The problem with Ken Blanchard’s books

by Krishna on December 24, 2006

I have read many of Ken Blanchard’s books like the One Minute Manager and Who Moved My Cheese. Many of these books occur high in popularity on the lists of many book vendors including Amazon. Many of my friends in school have also recommended these books. They are very short and easy to read — typically you can finish one of them within a few hours. The books use the methodology of a simple story or parable to explain a business management concept.

I have serious reservations about his books and my personal feeling about his works are that they do more harm than good. First of all, the use of a story to illustrate ideas is a good methodology for readers to easily understand the topic. However, the story is just that — a fictional story that can be manipulated in any way to suit the conclusions that the author wants to make. I have not seen much research to justify the ideas or methods mentioned in the book.
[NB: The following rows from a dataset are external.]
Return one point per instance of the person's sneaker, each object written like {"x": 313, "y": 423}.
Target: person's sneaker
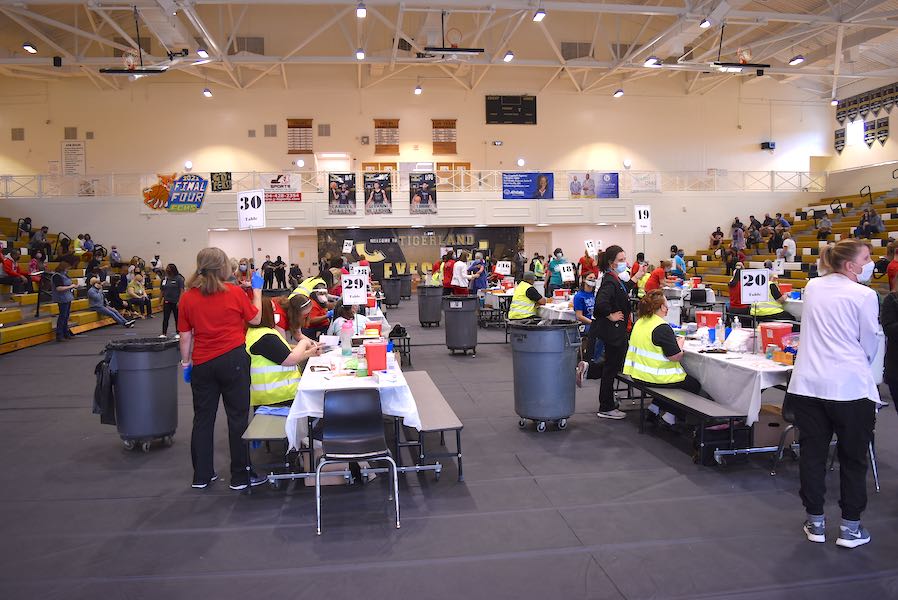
{"x": 852, "y": 539}
{"x": 200, "y": 485}
{"x": 816, "y": 532}
{"x": 254, "y": 480}
{"x": 582, "y": 367}
{"x": 612, "y": 414}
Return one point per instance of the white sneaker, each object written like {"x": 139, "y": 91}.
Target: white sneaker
{"x": 612, "y": 414}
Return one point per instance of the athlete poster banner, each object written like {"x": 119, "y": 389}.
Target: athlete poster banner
{"x": 422, "y": 189}
{"x": 378, "y": 194}
{"x": 528, "y": 186}
{"x": 341, "y": 199}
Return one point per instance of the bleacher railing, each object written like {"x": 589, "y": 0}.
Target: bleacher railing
{"x": 630, "y": 182}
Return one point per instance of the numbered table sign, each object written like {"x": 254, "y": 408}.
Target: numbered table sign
{"x": 355, "y": 288}
{"x": 251, "y": 209}
{"x": 755, "y": 285}
{"x": 643, "y": 218}
{"x": 567, "y": 272}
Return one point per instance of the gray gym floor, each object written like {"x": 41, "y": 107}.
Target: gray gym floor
{"x": 595, "y": 511}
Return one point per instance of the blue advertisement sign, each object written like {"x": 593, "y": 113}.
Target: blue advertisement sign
{"x": 528, "y": 186}
{"x": 607, "y": 185}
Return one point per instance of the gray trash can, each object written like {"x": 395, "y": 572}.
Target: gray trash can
{"x": 145, "y": 378}
{"x": 461, "y": 322}
{"x": 430, "y": 305}
{"x": 405, "y": 287}
{"x": 544, "y": 359}
{"x": 391, "y": 288}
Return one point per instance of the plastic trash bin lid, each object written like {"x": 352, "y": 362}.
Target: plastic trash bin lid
{"x": 142, "y": 344}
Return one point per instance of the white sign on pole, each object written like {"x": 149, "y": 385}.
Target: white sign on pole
{"x": 567, "y": 271}
{"x": 755, "y": 285}
{"x": 355, "y": 288}
{"x": 643, "y": 218}
{"x": 251, "y": 210}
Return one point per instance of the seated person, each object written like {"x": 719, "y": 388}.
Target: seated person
{"x": 655, "y": 352}
{"x": 97, "y": 301}
{"x": 526, "y": 300}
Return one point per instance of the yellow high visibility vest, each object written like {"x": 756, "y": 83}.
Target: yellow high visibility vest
{"x": 522, "y": 307}
{"x": 308, "y": 284}
{"x": 645, "y": 361}
{"x": 270, "y": 383}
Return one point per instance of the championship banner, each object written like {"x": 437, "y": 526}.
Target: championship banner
{"x": 378, "y": 194}
{"x": 398, "y": 251}
{"x": 341, "y": 199}
{"x": 528, "y": 186}
{"x": 882, "y": 130}
{"x": 281, "y": 187}
{"x": 422, "y": 189}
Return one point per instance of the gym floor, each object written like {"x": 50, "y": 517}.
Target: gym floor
{"x": 594, "y": 511}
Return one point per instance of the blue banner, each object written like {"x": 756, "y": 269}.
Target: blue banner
{"x": 528, "y": 186}
{"x": 607, "y": 185}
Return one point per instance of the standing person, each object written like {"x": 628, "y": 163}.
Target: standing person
{"x": 280, "y": 273}
{"x": 212, "y": 319}
{"x": 62, "y": 295}
{"x": 172, "y": 287}
{"x": 611, "y": 316}
{"x": 553, "y": 272}
{"x": 832, "y": 388}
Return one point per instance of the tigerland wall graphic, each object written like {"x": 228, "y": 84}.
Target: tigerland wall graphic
{"x": 399, "y": 251}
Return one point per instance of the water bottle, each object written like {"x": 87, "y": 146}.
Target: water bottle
{"x": 346, "y": 338}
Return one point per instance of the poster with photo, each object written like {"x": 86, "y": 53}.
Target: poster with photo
{"x": 341, "y": 198}
{"x": 378, "y": 194}
{"x": 422, "y": 189}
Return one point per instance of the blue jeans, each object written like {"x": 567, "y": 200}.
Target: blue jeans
{"x": 110, "y": 312}
{"x": 62, "y": 321}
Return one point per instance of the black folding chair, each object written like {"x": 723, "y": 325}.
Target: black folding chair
{"x": 352, "y": 430}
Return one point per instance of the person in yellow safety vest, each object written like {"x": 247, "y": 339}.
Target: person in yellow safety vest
{"x": 654, "y": 353}
{"x": 525, "y": 300}
{"x": 772, "y": 309}
{"x": 274, "y": 370}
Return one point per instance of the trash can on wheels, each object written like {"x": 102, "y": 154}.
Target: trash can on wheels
{"x": 461, "y": 322}
{"x": 391, "y": 288}
{"x": 405, "y": 287}
{"x": 145, "y": 381}
{"x": 430, "y": 305}
{"x": 550, "y": 347}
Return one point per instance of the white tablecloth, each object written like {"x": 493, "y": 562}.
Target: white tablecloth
{"x": 395, "y": 396}
{"x": 733, "y": 379}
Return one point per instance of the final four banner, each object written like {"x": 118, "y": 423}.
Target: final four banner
{"x": 422, "y": 189}
{"x": 528, "y": 186}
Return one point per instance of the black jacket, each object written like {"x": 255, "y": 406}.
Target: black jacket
{"x": 888, "y": 316}
{"x": 613, "y": 296}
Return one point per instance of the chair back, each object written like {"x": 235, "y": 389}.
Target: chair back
{"x": 353, "y": 423}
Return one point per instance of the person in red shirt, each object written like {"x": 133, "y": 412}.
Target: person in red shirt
{"x": 212, "y": 318}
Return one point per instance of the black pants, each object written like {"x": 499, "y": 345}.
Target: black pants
{"x": 614, "y": 362}
{"x": 852, "y": 422}
{"x": 169, "y": 309}
{"x": 225, "y": 377}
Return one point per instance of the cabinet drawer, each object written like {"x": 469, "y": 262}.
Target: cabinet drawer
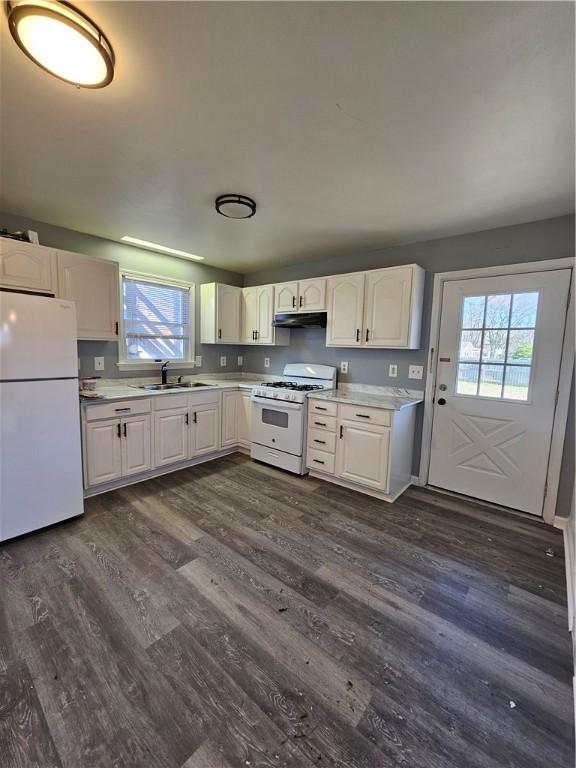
{"x": 323, "y": 407}
{"x": 167, "y": 402}
{"x": 320, "y": 460}
{"x": 207, "y": 397}
{"x": 365, "y": 415}
{"x": 321, "y": 440}
{"x": 319, "y": 421}
{"x": 118, "y": 409}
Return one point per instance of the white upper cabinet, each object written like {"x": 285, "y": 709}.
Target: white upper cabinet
{"x": 381, "y": 308}
{"x": 303, "y": 296}
{"x": 393, "y": 307}
{"x": 286, "y": 297}
{"x": 345, "y": 310}
{"x": 312, "y": 295}
{"x": 27, "y": 266}
{"x": 93, "y": 284}
{"x": 220, "y": 313}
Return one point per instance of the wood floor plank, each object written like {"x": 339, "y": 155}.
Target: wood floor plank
{"x": 232, "y": 614}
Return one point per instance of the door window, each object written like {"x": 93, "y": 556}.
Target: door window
{"x": 496, "y": 345}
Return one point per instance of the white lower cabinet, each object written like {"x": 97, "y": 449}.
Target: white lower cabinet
{"x": 171, "y": 439}
{"x": 116, "y": 448}
{"x": 365, "y": 448}
{"x": 362, "y": 454}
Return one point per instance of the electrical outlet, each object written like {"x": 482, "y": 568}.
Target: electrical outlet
{"x": 415, "y": 371}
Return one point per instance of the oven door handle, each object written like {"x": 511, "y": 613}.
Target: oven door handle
{"x": 268, "y": 402}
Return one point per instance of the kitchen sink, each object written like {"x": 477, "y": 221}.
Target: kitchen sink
{"x": 184, "y": 385}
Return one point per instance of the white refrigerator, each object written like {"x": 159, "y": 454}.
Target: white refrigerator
{"x": 40, "y": 449}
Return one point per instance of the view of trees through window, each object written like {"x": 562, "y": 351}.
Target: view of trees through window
{"x": 496, "y": 345}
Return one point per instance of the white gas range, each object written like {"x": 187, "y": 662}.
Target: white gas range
{"x": 279, "y": 414}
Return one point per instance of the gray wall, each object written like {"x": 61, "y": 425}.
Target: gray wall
{"x": 138, "y": 260}
{"x": 536, "y": 241}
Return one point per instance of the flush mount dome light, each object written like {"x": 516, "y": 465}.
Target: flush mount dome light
{"x": 63, "y": 41}
{"x": 235, "y": 206}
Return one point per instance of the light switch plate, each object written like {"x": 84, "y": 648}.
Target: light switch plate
{"x": 415, "y": 371}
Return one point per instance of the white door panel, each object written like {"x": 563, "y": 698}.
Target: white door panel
{"x": 498, "y": 364}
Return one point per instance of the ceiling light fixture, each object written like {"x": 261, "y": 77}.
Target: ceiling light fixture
{"x": 63, "y": 41}
{"x": 235, "y": 206}
{"x": 162, "y": 248}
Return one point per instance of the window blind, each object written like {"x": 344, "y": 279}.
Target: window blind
{"x": 156, "y": 320}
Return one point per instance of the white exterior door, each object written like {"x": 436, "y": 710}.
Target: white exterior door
{"x": 249, "y": 318}
{"x": 171, "y": 436}
{"x": 228, "y": 313}
{"x": 345, "y": 310}
{"x": 103, "y": 451}
{"x": 387, "y": 310}
{"x": 286, "y": 297}
{"x": 229, "y": 419}
{"x": 498, "y": 365}
{"x": 312, "y": 295}
{"x": 205, "y": 429}
{"x": 264, "y": 314}
{"x": 93, "y": 285}
{"x": 28, "y": 266}
{"x": 136, "y": 444}
{"x": 362, "y": 454}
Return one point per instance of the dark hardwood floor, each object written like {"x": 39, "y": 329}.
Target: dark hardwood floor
{"x": 233, "y": 615}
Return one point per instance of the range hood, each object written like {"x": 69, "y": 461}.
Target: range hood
{"x": 300, "y": 320}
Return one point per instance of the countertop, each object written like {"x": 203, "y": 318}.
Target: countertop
{"x": 388, "y": 401}
{"x": 130, "y": 392}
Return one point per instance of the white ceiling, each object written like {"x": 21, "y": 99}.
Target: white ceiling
{"x": 353, "y": 125}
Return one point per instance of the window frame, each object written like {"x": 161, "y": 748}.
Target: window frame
{"x": 146, "y": 365}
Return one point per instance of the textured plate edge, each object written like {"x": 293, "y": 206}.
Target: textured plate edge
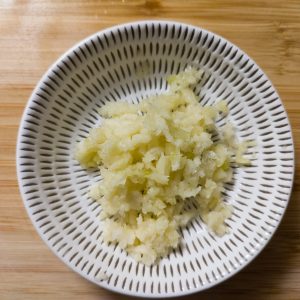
{"x": 18, "y": 151}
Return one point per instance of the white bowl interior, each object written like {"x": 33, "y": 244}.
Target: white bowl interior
{"x": 131, "y": 62}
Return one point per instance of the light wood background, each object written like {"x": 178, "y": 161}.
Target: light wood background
{"x": 35, "y": 33}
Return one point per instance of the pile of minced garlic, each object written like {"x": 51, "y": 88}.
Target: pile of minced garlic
{"x": 160, "y": 168}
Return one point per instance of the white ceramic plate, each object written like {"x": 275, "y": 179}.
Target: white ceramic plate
{"x": 132, "y": 61}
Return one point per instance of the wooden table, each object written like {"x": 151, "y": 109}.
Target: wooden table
{"x": 35, "y": 33}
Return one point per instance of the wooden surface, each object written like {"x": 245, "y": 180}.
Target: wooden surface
{"x": 35, "y": 33}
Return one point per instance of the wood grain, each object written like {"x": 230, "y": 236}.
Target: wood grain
{"x": 33, "y": 34}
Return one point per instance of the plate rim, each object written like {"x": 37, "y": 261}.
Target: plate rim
{"x": 19, "y": 151}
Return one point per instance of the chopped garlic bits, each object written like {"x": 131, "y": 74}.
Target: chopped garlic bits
{"x": 160, "y": 168}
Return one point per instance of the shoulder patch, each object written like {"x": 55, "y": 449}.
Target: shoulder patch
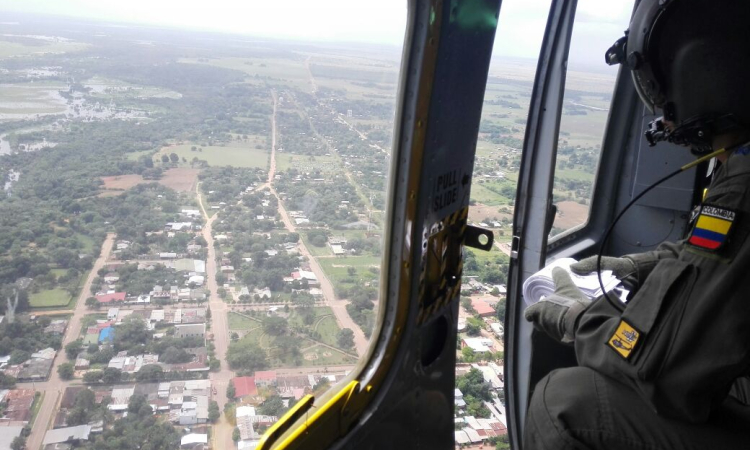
{"x": 624, "y": 340}
{"x": 711, "y": 228}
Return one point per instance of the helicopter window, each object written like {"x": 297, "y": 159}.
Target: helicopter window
{"x": 207, "y": 183}
{"x": 588, "y": 92}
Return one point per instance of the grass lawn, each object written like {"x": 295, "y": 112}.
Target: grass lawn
{"x": 337, "y": 268}
{"x": 328, "y": 329}
{"x": 238, "y": 322}
{"x": 486, "y": 196}
{"x": 313, "y": 354}
{"x": 36, "y": 406}
{"x": 235, "y": 154}
{"x": 285, "y": 161}
{"x": 89, "y": 320}
{"x": 314, "y": 250}
{"x": 50, "y": 298}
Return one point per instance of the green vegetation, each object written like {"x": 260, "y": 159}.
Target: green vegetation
{"x": 50, "y": 298}
{"x": 235, "y": 154}
{"x": 20, "y": 339}
{"x": 475, "y": 390}
{"x": 139, "y": 429}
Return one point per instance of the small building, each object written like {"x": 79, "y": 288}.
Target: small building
{"x": 244, "y": 386}
{"x": 67, "y": 435}
{"x": 265, "y": 378}
{"x": 7, "y": 435}
{"x": 112, "y": 277}
{"x": 478, "y": 345}
{"x": 47, "y": 353}
{"x": 56, "y": 327}
{"x": 194, "y": 441}
{"x": 116, "y": 297}
{"x": 192, "y": 329}
{"x": 112, "y": 313}
{"x": 106, "y": 335}
{"x": 482, "y": 308}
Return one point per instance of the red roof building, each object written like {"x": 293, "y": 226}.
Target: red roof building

Since the books are easily readable, I assume that a good portion of its readers consist of those persons who have little time for a more theoretical or larger business management book, but want something quick and easy. Blanchard’s books fill the void for this audience. The problem is that this audience never gets to understand important business concepts in the context of the working of the business environment.

By over-simplifying the concept, it is an invitation to the reader to blindly apply ideas without thinking of the whole picture. Take the example of the One Minute Manager which explains how overwhelmed managers can make better use of their time by proper delegation. Good concept, but the explanation in the book makes it very tempting for managers to do paper pushing and make themselves less accessible to subordinates.

The use of metaphors like monkeys and mice in different stories have seeped into misguided management cliches and are highly demotivating and insulting to workers. In “Who Moved My Cheese?”, workers are compared to mice and asked to accept change as a fact of life. But what about management? What is their role? Are workers just supposed to be pawns who have to turn their lives upside down just so that change can be accommodated.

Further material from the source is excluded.